John Hick on Transcendent Reality and Religious Pluralism | The Ambiguity of the Universe


Although most in today's academic world begin with an assumption of naturalism/materialism, Hick argues that the Universe is, in fact, ambiguous.  That is, it can be interpreted in a variety of ways including those which presume a God/Spiritual Reality, and those which do not.

In his chapter entitled The Big Bang and the Ambiguity of the Universe, Hick talks about the current scientific understanding of the creation of the Universe – the Big Bang.  In the process he references what some have called the teleological argument for the existence of God – the idea that the Universe shows design or that it leads to a telos, an end goal, which includes the development of intelligent life.  
 

"We know now that the form that the expansion has taken was determined by basic conditions which, if they had been even slightly different, would not have produced galaxies, including planets, including life, including us. There had to be very precise values for a number of basic constants for the universe as it is to have come about. One example is that in order for a universe of galaxies to develop there had to be just the right degree of non-uniformity in the initial state. The astrophysicists refer to this degree of non-uniformity, consisting in the energy difference between peaks and troughs in the density of matter, as Q. Q has to be very close to 0.00001 in order to account for the present-day galaxies and clusters. To quote Martin Rees,

If Q were much smaller than 0.00001, galactic ‘ecosystems’ would never form: aggregations would take longer to develop, and their gravity would be too weak to retain gas. A very smooth universe would remain forever dark and featureless ... On the other hand, a rougher universe, with Q much larger than 0.00001, would be turbulent and violent. Lumps far bigger than galaxies would condense early in its history. They would not fragment into stars.

Other such conditions include the electric charge of the electron, the ratio of the electron and proton masses, the strength of the strong force between nuclei. These are some – and only some – of the precise conditions needed if the universe as we know it, with ourselves as part of it, was to come about. In fact it looks as though our universe has been precisely designed to produce intelligent life. Martin Rees does not himself believe in a creator God, but he does acknowledge the extraordinary series of coincidences that has been necessary to produce ourselves:

A universe hospitable to life – what we might call a biophilic universe – has to be very special in many ways. The prerequisites for any life – long-lived stable stars, a periodic table of atoms with complex chemistry, and so on – are sensitive to physical laws and could not have emerged from a Big Bang with a recipe that was even slightly different. Many recipes would lead to stillborn universes with no atoms, no chemistry, and no planets; or to universes too short lived or too empty to allow anything to evolve beyond sterile uniformity. This distinctive and special-seeming recipe seems to me a fundamental mystery that should not be brushed aside as merely a brute fact."
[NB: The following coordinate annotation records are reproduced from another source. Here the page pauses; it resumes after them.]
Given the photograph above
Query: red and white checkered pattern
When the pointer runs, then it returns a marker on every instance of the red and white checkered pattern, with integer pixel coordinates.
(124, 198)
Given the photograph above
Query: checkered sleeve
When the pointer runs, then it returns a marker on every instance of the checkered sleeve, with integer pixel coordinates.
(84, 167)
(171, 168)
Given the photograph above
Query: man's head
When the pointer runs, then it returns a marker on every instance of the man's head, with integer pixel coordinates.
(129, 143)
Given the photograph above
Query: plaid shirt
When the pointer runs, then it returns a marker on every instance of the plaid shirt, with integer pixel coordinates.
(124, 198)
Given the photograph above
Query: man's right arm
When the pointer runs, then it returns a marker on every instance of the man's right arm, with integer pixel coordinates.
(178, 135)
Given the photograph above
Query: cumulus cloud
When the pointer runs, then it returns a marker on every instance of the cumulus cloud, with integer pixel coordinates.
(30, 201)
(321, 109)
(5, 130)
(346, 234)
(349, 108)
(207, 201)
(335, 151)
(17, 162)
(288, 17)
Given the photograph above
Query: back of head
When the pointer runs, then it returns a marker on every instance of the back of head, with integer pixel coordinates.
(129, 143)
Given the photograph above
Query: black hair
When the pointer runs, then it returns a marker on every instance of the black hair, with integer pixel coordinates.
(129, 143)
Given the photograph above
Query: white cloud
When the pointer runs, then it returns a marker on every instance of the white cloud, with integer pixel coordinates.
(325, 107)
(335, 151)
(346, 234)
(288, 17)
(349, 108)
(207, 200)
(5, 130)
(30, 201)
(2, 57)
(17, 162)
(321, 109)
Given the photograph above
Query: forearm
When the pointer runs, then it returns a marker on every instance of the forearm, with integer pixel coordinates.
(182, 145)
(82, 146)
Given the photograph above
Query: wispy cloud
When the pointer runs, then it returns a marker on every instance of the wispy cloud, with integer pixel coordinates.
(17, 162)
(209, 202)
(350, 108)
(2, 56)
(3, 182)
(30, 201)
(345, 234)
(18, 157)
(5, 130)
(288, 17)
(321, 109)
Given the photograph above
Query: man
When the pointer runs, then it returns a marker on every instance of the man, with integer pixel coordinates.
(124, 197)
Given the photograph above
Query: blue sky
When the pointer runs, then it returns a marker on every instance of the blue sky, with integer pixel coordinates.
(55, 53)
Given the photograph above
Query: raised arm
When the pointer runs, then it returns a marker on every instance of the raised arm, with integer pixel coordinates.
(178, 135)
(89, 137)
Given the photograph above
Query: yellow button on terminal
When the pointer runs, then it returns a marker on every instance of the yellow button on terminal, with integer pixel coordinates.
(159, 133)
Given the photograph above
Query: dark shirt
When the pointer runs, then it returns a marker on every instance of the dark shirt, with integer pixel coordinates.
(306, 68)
Hick's point in this chapter by citing the possible teleology of the cosmos is simply to argue that the Universe can be interpreted theistically.  The reality we find ourselves in is open to a host of explanations, not just explanations that assume materialism.  As Hick notes below, each worldview can be internally consistent while taking into account the other side(s).
 

"So in the west today religious faith is on the defensive in the public mind. This is a reversal of roles. A couple of hundred years ago it was the naturalistic thinker who had to show the dogmatic religious believer that the universe is ambiguous and does not have to be understood religiously, whereas today it is the other way round. It is now the religious person who has to show the dogmatic naturalistic humanist that the universe does not have to be understood as solely purposeless matter. The reality is that the universe is to us at present ambiguous as between religious and naturalistic interpretations. There can in principle be both complete and consistent naturalistic and also complete and consistent religious accounts of it, each including an account of the other."